The Official Wireshark Blog

We’re not Participating in World IPv6 Day. Mostly.

· 410 words · 2 minutes to read
Categories: Info Infrastructure

Tomorrow is World IPv6 Day, the largest full-frontal test of IPv6 to date. It is going to be a historic event. It’s also one in which wireshark.org will and won’t be participating.

In one sense every day is IPv6 day here and tomorrow will be just another day. Most of our web sites (anonsvn, ask, this blog, bugs, buildbot, sharkfest, and wiki) have been fully dual-stacked for some time. You can reach them over both IPv4 and IPv6 and so far it’s been working pretty well. The big exception to this is the main web site, which still only has an A record. We can add an AAAA record at any time, but I’ve been holding off doing so until well *after* World IPv6 Day.

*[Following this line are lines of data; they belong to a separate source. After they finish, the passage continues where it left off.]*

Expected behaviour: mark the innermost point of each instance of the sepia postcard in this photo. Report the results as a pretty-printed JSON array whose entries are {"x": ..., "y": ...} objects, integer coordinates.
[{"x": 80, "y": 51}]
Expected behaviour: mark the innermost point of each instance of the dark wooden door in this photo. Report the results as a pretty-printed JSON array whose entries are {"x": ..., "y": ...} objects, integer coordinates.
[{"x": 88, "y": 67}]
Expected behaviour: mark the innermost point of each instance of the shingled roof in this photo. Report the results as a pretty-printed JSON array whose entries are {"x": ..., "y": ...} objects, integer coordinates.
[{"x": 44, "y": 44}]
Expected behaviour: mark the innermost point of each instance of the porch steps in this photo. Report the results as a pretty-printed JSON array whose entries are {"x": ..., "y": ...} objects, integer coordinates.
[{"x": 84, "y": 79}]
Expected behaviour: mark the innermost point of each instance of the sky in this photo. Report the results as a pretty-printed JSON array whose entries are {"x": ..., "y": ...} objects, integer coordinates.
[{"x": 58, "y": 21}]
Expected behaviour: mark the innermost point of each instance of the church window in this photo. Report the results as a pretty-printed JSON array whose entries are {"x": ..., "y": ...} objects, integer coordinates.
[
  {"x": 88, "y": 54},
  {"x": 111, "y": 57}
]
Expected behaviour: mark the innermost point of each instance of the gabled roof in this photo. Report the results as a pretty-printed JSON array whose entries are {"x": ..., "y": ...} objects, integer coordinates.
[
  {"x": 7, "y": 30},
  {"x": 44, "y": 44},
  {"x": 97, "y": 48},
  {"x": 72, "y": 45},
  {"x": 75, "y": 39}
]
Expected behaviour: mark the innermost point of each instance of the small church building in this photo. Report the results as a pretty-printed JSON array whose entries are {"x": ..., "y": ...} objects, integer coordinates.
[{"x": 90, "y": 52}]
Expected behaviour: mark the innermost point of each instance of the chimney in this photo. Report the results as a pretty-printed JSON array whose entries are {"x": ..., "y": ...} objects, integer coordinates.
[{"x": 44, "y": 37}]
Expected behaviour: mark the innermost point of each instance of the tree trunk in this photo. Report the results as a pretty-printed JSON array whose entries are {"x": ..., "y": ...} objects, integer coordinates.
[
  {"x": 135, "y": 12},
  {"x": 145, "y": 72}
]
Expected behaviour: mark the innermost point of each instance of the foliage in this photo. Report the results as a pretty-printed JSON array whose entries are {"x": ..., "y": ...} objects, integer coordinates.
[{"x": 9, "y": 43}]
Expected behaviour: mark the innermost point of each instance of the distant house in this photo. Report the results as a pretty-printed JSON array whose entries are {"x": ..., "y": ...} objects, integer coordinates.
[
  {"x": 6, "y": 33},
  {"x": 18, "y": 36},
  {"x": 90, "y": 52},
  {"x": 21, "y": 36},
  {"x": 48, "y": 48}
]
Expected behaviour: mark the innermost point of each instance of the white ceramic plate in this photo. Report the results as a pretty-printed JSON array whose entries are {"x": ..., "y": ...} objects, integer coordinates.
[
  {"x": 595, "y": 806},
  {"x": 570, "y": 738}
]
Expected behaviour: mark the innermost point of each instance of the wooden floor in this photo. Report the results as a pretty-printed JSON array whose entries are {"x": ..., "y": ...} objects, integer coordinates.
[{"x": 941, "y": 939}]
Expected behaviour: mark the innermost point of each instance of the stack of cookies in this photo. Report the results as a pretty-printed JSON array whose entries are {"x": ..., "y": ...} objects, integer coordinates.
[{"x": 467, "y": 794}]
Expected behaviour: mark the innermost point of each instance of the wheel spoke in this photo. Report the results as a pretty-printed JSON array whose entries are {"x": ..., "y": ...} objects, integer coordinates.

My concern is that having an AAAA record in place for www.wireshark.org tomorrow will cause unnecessary problems. If anyone runs into trouble reaching dual-stacked sites I don’t want to impede their ability to troubleshoot the problem by making Wireshark difficult to download.

We’ll add the AAAA record for www.wireshark.org in a few weeks.

P.S. According to the SCM revision logs IPv6 support was introduced in Wireshark in 1998. Tomorrow’s test is long overdue.

Comments 🔗

Comment by reddy on 2011-06-12 08:30:16 +0000 🔗

make sense.

Comment by Smat Testing on 2011-06-14 00:17:12 +0000 🔗

IPv6 good

Comment by guilleme on 2011-06-14 18:58:11 +0000 🔗

All ipv6 is looong overdue.
It started being needed many, many years ago.

Comment by Byte on 2011-06-15 07:56:52 +0000 🔗

I’d suggest creating a separate domain http://www.wiresharkipv4.org with only an A record, and http://www.wiresharkipv6.org with only a AAAA record. Not only handy for testing, but also ensures the site can be reached.

Comment by Gerald Combs on 2011-06-15 11:50:58 +0000 🔗

@Byte we have ip4.wireshark.org (A) and ipv6.wireshark.org (AAAA). They are primarily used by the IPv4/IPv6 connectivity test in the upper right corner of the pages on the web site, but you’re free to use them to connect to the site using your browser. Will that work?

Comment by NickC on 2011-07-08 04:49:31 +0000 🔗

While websites can often respond to more than one name, there is always issues for HTTPS – with certificate name mismatches if the Hostname doesn’t match. As the SSL certificate exchange happens before there is any HTTP sent on the connection, the Host can’t offer multiple certificates, based on the Hostname that will appear only once the SSL connection has been established.
So the wireshark website doesn’t work well via alternative names.